Les quêtes secondaires ne sont pas présentées comme du remplissage : certaines ouvrent des voies narratives et pèsent sur la fin obtenue. Avant ce State of Play, le studio avait déjà avancé une vingtaine à une trentaine d’heures pour la trame principale, et à peu près autant de contenu annexe.

Quatre difficultés, dont une qui décompte les morts

Quatre niveaux de difficulté sont prévus. Wayfarer allège les combats pour ceux qui viennent d’abord pour l’histoire. Hellwalker durcit surtout l’intelligence des boss, qui s’adaptent aux habitudes du joueur au lieu de rejouer la même partition. Et il y a le mode 66 jours, qui se débloque après une première fin et transforme la prémisse du récit en règle : le héros dispose de 66 jours à vivre, chaque mort lui en retire un, et à zéro la partie s’arrête définitivement.

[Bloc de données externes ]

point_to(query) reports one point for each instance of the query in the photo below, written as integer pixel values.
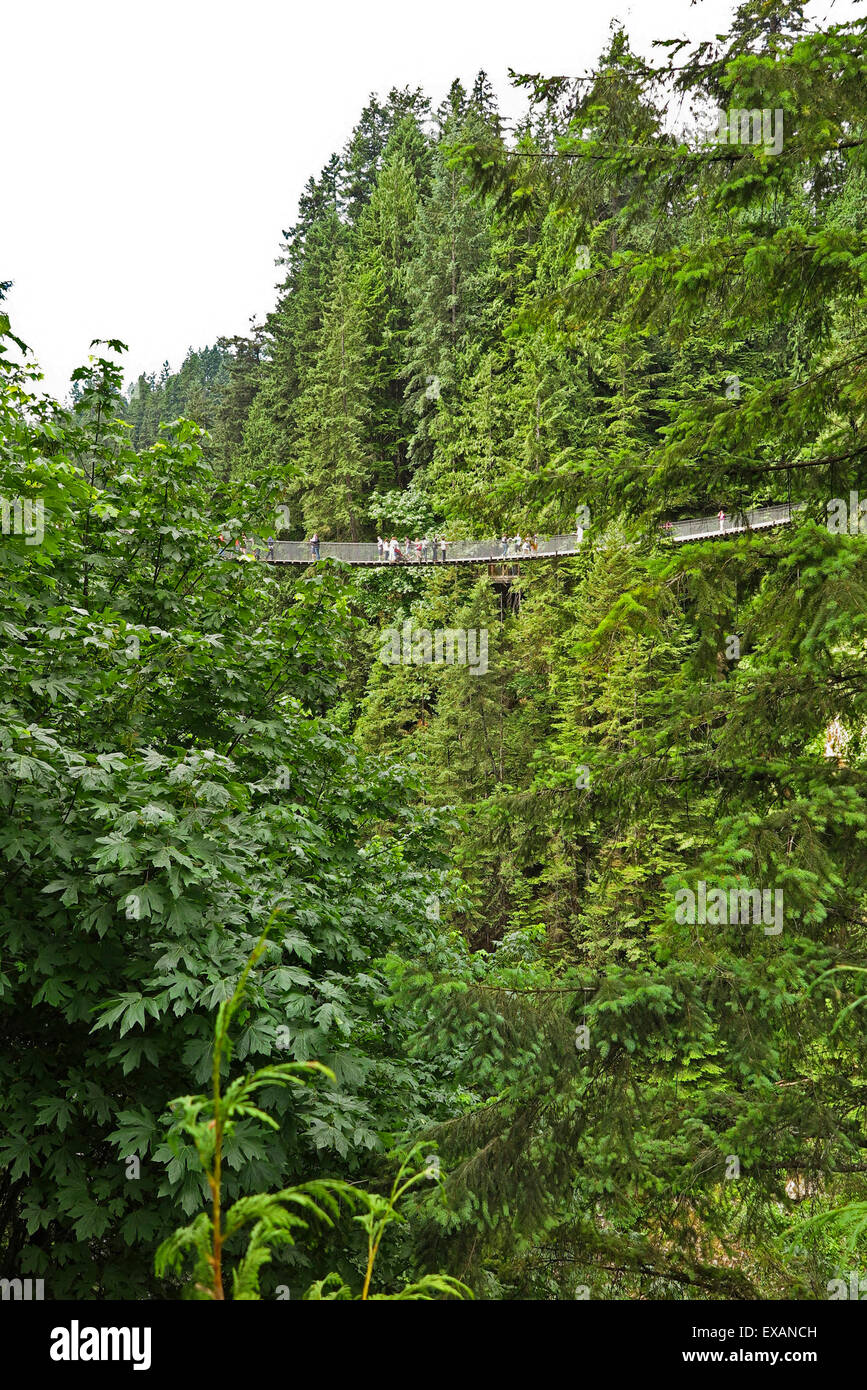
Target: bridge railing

S-Game répète pourtant que Phantom Blade Zero n’est pas un Souls-like. La position se défend sur le rythme, très porté sur l’esquive et sur l’agressivité, mais elle surprend à côté d’un mode plus sévère que n’importe quel jeu de From Software.

Donnie Yen prête son visage au père du héros

Le rôle de l’acteur dépasse le caméo promotionnel. Donnie Yen est consultant créatif sur le jeu depuis 2023, et il y travaille la chorégraphie des combats autant que la manière de les filmer. Il interprète également Mó Yuan, le père du protagoniste, avec captation du visage et des mouvements.

Le héros, lui, s’appelle Soul. C’est un tueur déchu, tombé sous les coups de Zuoshang et ramené à la vie par une guérisseuse énigmatique. D’où le décompte : 66 jours pour trouver un remède, sans quoi la résurrection se referme.

Sortie le 29 octobre, trois semaines avant GTA VI

Phantom Blade Zero sort le 29 octobre 2026 sur PlayStation 5 et sur PC. Les précommandes sont ouvertes depuis le 11 août et donnent accès par avance à l’accessoire Treasure Basin et à la tenue Legacy, deux objets que la progression normale débloque de toute façon. Voilà au moins un bonus qui ne retire rien à ceux qui attendent la sortie.

La date, en revanche, dit quelque chose. Le 29 octobre tombe exactement trois semaines avant GTA VI, attendu le 19 novembre. Sortir un jeu d’action ambitieux dans cette fenêtre relève du calcul : assez tôt pour exister, assez près pour qu’un report devienne impossible.

La bande-annonce de précommande, mise en ligne le 11 août.

Notre fiche du jeu rassemble les informations vérifiées, et la présentation est détaillée sur le PlayStation Blog.

Vingt minutes pour un seul jeu, et pas de démo à l’arrivée : on continue donc de juger Phantom Blade Zero sur des images que son studio a choisies. C’est précisément ce que le mode 66 jours rend inconfortable. Refuser l’étiquette Souls-like tout en proposant une règle plus dure que celle de n’importe quel Souls, cela ne se vérifie pas dans une bande-annonce. Cela se vérifie une manette en main, et ce sera le 29 octobre.